Most were cast in the Clinton-leaning states of California, Washington, and New York—not swing states—so they won’t change the Electoral College. But there’s a sufficient amount to put her within striking distance of Obama’s 2012 turnout, and help put an end to the argument that she simply didn’t work hard enough.
“We probably have about 7 million votes left to count,” said David Wasserman, an editor at Cook Political Report who is tracking turnout. “A majority of them are on the coasts, in New York, California, and Washington. She should be able to win those votes, probably 2-1.” By mid-December, when the Electoral College officially casts its ballots, Wasserman estimates that Clinton could be ahead by 2 percentage points in the popular vote.
…
However, these ballots will knock the legs out beneath the argument that Clinton failed to mobilize Democrats. Yes, she’s no Obama in 2008. (Neither was Obama in 2012.) But county-by-county results indicate Democratic voters flipped for Trump, not that they stayed home. “We just saw massive shifts in the industrial midwest from ’12 to ’16, and those are the same voters,” Wasserman said.
Now this is a horse of a different color. I was mad as hell that Democrats didn’t turn out, just like they didn’t in 2010 or 2014. But if they did turn out, it really changes the reasoning as to why we lost. I guess before we start planning the next election, we better properly analyze the last.
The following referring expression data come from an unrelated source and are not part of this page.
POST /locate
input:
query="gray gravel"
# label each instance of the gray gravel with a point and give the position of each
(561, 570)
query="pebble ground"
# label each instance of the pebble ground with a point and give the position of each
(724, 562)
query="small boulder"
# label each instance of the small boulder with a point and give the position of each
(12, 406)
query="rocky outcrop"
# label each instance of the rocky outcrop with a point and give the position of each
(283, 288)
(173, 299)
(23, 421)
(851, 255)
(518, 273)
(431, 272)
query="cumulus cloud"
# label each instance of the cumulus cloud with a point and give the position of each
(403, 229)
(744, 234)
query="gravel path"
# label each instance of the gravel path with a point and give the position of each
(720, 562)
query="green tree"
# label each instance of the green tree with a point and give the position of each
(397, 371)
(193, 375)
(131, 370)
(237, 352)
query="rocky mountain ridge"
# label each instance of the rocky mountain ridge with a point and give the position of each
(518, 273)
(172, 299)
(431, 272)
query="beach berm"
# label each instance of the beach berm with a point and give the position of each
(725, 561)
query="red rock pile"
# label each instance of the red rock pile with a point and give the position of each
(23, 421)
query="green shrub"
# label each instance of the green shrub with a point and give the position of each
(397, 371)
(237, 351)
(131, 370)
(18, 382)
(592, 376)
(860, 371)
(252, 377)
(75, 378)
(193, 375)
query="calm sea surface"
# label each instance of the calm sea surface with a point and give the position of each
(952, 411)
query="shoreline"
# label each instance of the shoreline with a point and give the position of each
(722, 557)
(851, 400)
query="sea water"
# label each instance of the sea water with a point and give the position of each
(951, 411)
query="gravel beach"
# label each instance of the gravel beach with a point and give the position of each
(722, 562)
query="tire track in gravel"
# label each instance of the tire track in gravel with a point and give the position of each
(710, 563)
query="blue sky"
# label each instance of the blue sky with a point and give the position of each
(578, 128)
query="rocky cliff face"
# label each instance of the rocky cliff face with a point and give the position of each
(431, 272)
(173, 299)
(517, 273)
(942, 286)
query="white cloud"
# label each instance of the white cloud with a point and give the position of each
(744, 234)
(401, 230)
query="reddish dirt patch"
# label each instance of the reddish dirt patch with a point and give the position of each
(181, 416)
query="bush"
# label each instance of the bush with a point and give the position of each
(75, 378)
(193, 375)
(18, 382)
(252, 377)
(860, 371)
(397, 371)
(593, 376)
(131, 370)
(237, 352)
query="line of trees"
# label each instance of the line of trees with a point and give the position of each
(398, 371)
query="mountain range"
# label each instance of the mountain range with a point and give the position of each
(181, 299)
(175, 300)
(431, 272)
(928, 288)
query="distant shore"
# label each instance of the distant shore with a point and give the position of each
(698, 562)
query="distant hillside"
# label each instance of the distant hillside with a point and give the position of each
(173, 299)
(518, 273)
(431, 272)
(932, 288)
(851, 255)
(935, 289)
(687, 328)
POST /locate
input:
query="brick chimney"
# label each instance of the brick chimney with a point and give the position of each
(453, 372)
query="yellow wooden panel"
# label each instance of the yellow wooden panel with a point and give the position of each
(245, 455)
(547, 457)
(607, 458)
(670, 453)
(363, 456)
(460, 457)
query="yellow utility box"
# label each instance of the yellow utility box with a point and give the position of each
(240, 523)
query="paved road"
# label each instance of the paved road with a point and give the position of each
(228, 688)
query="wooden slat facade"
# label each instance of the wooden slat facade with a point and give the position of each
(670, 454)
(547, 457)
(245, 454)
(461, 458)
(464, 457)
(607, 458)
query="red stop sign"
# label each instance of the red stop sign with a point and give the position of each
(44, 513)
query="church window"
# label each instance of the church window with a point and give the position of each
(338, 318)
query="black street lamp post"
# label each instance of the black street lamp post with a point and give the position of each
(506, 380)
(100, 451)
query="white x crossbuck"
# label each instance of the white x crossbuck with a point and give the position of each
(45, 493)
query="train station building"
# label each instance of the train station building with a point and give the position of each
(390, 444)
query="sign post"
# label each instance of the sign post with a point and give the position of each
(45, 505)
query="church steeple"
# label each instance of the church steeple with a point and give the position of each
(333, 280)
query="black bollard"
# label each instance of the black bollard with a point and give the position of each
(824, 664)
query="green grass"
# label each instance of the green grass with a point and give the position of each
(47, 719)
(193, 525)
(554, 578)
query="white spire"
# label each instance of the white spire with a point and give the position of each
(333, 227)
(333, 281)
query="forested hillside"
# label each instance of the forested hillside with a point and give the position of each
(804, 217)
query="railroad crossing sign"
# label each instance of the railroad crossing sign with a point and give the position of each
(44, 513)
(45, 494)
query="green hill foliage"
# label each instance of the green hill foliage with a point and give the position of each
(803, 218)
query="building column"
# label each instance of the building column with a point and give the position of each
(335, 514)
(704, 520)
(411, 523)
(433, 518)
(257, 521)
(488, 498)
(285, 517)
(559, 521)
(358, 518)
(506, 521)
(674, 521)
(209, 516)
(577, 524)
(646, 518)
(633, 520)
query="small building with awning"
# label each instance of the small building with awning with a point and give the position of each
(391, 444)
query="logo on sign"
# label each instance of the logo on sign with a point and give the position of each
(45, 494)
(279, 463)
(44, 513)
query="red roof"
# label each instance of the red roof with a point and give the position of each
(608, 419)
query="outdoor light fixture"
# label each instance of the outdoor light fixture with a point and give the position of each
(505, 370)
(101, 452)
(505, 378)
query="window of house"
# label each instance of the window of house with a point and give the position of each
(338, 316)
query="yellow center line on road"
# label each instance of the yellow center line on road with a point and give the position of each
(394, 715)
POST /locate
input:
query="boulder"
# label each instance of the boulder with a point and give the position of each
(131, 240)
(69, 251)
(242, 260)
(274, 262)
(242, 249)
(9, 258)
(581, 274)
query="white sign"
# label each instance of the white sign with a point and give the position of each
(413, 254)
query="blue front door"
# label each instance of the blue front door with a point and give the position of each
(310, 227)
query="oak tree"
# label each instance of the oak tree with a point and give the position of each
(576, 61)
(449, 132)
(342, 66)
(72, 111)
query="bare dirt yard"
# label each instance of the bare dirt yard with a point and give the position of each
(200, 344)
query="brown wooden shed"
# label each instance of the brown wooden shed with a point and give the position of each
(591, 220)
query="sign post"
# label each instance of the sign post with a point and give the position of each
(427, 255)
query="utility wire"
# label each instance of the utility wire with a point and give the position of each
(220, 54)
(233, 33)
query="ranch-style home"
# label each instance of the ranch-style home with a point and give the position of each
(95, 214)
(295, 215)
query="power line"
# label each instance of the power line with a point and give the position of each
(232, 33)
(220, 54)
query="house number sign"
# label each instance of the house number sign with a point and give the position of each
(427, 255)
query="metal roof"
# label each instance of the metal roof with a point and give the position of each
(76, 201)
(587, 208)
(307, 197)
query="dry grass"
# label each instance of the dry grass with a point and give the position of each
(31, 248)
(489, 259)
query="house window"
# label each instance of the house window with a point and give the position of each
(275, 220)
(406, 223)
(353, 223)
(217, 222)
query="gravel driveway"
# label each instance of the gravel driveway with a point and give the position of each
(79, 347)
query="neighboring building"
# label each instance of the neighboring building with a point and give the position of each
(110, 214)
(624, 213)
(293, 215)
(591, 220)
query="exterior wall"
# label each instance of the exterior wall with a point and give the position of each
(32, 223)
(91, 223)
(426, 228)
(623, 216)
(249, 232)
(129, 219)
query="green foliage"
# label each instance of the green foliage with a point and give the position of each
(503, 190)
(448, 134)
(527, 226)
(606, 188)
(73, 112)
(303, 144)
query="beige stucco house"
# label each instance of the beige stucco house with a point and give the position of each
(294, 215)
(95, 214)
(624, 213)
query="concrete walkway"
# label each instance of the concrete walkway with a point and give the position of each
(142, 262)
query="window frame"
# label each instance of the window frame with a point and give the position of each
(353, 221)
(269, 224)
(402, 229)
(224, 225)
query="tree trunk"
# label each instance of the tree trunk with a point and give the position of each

I still don’t like the argument of the disgruntled middle class white guys looking for someone to guide them to the economic promise land. What scares me the most is, maybe in the past they were actually looking for an economic savior, and it was the Democrats, but for the first time in history they didn’t just have a choice between Republican and Democratic economic policies, they had a choice between an authoritarian racist and Democratic economic policies, and racism Trumped economics.